I think I can say that the Air Ministry's suggestions would very nearly meet with the hon. Lady's full approval. I hope she will accept my assurance that we are pressing the matter as hard as we can. The position at the moment is that the allowance is £10, exactly the same as is authorised for R.A.F. officers. Until comparatively recently, the adequacy of the allowance has not been questioned, for 1259 many reasons, possibly because not many women have been pressed into these areas and possibly only those volunteered who were capable of paying.
§ Miss WardDo I understand that representations from officers themselves have never been made to the Air Ministry?

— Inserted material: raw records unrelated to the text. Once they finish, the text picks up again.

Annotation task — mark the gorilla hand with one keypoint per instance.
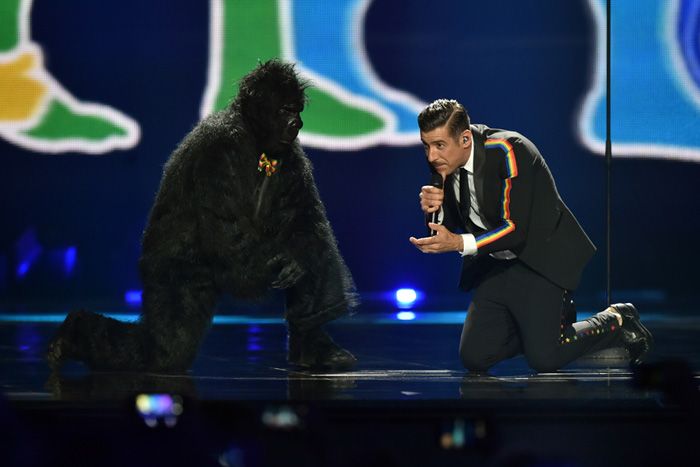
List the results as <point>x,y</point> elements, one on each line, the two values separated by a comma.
<point>289,274</point>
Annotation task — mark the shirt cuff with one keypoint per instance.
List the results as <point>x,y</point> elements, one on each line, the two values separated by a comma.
<point>469,243</point>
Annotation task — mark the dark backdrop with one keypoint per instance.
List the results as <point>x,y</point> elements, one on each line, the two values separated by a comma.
<point>523,65</point>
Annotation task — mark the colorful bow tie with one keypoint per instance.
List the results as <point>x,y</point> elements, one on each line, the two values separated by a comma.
<point>268,165</point>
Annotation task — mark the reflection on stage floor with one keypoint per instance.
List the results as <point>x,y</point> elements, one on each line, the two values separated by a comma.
<point>244,359</point>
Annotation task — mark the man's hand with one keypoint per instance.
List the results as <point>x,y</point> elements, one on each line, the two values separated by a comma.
<point>442,242</point>
<point>431,198</point>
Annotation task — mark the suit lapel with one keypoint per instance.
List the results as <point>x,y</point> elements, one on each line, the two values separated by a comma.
<point>479,139</point>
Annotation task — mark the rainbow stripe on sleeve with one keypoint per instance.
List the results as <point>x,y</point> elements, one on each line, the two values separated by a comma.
<point>508,225</point>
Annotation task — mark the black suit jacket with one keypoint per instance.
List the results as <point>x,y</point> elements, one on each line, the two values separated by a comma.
<point>522,210</point>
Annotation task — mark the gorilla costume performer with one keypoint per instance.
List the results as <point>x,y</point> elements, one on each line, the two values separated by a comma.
<point>237,212</point>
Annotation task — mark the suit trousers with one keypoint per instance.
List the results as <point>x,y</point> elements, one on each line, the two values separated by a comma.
<point>515,310</point>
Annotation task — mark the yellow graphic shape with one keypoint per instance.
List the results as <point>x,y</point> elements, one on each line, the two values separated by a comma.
<point>20,93</point>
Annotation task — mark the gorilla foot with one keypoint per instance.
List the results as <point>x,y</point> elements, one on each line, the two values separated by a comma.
<point>62,348</point>
<point>315,350</point>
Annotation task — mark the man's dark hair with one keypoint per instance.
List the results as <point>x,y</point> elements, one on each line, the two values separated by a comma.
<point>444,112</point>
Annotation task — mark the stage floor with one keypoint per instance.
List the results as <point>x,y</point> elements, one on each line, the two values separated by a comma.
<point>408,402</point>
<point>243,358</point>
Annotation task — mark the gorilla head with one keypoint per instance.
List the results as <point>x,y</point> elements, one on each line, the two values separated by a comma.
<point>270,98</point>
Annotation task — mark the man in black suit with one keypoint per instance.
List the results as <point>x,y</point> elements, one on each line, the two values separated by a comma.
<point>523,250</point>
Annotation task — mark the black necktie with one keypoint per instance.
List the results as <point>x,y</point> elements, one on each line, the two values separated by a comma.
<point>464,198</point>
<point>465,202</point>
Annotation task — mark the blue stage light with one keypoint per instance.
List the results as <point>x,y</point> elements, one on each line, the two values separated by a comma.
<point>23,268</point>
<point>133,297</point>
<point>70,257</point>
<point>406,297</point>
<point>405,316</point>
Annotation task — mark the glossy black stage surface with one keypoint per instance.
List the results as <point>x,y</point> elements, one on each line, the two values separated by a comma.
<point>408,402</point>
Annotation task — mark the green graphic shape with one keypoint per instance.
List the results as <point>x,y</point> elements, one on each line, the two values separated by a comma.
<point>253,37</point>
<point>59,122</point>
<point>9,24</point>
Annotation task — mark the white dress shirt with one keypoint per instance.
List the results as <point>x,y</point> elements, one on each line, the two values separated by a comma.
<point>468,240</point>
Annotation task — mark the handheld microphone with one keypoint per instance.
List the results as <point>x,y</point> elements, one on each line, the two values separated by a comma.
<point>436,181</point>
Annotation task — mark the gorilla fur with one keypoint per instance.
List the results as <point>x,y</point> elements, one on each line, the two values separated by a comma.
<point>220,225</point>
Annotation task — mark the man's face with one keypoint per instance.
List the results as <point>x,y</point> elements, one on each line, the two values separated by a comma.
<point>445,152</point>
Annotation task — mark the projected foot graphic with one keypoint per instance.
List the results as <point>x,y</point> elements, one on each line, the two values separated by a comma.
<point>350,107</point>
<point>655,81</point>
<point>36,112</point>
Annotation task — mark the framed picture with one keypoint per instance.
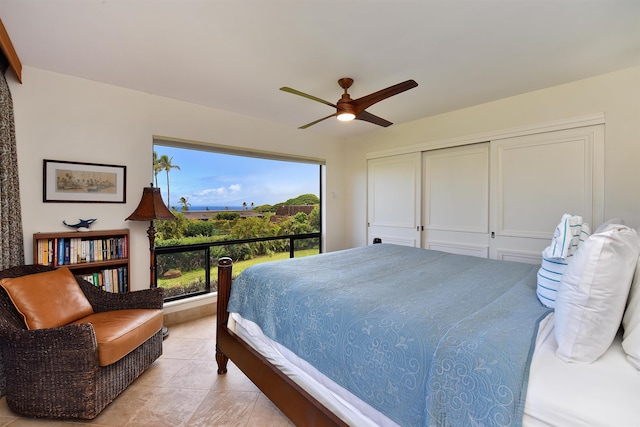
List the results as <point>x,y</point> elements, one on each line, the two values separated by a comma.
<point>75,182</point>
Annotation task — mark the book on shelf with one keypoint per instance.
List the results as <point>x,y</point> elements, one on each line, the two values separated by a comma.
<point>111,279</point>
<point>76,250</point>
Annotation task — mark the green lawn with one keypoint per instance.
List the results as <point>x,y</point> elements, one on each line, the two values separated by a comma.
<point>198,275</point>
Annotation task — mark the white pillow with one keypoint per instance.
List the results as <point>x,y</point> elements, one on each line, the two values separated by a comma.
<point>631,322</point>
<point>593,292</point>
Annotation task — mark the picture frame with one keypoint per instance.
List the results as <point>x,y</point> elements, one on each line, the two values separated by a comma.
<point>78,182</point>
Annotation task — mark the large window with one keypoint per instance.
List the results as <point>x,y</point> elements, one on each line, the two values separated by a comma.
<point>252,208</point>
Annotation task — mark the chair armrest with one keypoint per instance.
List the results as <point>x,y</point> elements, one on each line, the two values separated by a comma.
<point>107,301</point>
<point>67,348</point>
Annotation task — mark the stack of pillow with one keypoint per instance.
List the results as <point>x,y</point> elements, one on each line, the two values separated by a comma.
<point>597,292</point>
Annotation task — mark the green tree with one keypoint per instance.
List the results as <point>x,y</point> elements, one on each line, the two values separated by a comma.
<point>165,164</point>
<point>314,218</point>
<point>184,204</point>
<point>156,167</point>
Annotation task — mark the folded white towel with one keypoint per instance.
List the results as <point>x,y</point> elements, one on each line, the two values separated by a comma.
<point>569,233</point>
<point>568,236</point>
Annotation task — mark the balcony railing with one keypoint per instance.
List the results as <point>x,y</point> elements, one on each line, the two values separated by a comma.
<point>189,270</point>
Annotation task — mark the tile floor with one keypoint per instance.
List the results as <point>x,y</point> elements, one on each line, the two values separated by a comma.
<point>181,388</point>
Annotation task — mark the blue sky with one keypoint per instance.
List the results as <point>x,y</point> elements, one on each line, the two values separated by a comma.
<point>211,179</point>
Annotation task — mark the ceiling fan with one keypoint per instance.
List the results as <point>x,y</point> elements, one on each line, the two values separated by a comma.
<point>349,109</point>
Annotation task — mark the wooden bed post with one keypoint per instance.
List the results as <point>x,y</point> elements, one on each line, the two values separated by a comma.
<point>225,266</point>
<point>295,402</point>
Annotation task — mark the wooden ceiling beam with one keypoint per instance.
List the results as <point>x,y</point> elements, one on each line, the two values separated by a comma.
<point>10,52</point>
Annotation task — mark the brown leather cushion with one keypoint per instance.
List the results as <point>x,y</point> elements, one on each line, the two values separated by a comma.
<point>119,332</point>
<point>48,300</point>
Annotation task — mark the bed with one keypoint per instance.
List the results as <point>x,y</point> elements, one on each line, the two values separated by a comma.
<point>439,339</point>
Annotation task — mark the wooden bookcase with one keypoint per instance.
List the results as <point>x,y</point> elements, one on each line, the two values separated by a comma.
<point>101,256</point>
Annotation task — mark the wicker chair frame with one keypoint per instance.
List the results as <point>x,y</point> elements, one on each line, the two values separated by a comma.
<point>54,373</point>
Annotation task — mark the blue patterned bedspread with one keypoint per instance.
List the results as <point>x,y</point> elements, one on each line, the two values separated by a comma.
<point>427,338</point>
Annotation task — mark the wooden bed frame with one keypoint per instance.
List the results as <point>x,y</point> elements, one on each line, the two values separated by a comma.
<point>301,408</point>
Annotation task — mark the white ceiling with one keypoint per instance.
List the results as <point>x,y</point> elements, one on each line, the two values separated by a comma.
<point>235,55</point>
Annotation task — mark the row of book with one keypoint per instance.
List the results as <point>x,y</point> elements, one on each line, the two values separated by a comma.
<point>76,250</point>
<point>110,280</point>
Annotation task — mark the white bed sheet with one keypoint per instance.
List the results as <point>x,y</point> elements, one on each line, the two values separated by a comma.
<point>603,394</point>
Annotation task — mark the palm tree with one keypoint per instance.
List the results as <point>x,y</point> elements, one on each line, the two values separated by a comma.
<point>185,204</point>
<point>165,164</point>
<point>156,167</point>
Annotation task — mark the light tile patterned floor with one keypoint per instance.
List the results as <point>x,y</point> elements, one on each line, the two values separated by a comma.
<point>181,388</point>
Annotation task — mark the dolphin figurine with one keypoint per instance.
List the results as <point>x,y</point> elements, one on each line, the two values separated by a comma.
<point>84,223</point>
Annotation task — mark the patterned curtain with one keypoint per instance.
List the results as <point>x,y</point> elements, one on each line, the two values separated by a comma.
<point>11,239</point>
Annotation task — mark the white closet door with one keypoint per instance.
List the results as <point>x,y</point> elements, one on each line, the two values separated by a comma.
<point>456,200</point>
<point>537,178</point>
<point>394,199</point>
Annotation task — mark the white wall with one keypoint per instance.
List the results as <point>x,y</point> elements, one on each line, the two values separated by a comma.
<point>61,117</point>
<point>617,95</point>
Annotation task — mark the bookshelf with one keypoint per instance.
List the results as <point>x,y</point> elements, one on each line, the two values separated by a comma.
<point>100,257</point>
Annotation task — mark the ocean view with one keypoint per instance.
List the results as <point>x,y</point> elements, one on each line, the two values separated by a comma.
<point>216,208</point>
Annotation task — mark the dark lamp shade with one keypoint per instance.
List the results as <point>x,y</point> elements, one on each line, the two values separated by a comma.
<point>151,207</point>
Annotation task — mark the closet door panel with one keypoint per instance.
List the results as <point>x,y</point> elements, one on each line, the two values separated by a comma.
<point>456,199</point>
<point>535,180</point>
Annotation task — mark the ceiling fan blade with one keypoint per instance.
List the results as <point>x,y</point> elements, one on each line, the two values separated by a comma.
<point>368,117</point>
<point>306,95</point>
<point>317,121</point>
<point>361,104</point>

§ Commander BrabnerI have seen the papers, and have gone into the matter. The adequacy of the amount has not been seriously challenged. We cannot offer these things when there is no desire that they should be had. But now I am saying, quite definitely, that the amount has been challenged, and that we will do something to put it right. Recently, the three Service Departments, as the hon. Lady knows, received representations of the need for an increase, and these claims are now being sympathetically considered. I am sure that both my hon. Friends would not mind me saying that they are not the only people who have been to these areas during the war, and that they do not possess a monopoly of sympathy for the people who are there now. We are in favour, in the Air Ministry, of an increase, and now there remains only the question of a settlement of the extent of the increase between the three Services concerned. I am confident—in fact, I can say I am certain—that a decision will be reached shortly on this matter.
1260 There is one other thing I feel I ought to say, and that is that Government Departments are not creaking and groaning things which work in a world of their own. There are women in them with great experience, and I am confident that the Treasury, in this matter, will not be brow-beaten, and that neither will they be unreasonable. I feel that we ought to give them credit for at least being as forthcoming as they have been so far. At this stage of the negotiations I cannot give more details. I feel that the raising of this matter to-day has forced me to be less informative than I might have been, and careful of what I have been saying. But at the same time, I hope that in not being able to give a favourable answer to the hon. Lady, I will not cause any alarm or despondency in the minds of those officers who are being posted to these climates, because I can assure them that the matter is under very active consideration and that I hope to be able to make an announcement in the very near future of considerable improvement in the rates of kit allowances.
§ Question put, and agreed to.
§ Adjourned accordingly at Twenty-three Minutes after Five o'Clock, till Tuesday next, pursuant to the Resolution of the House this day.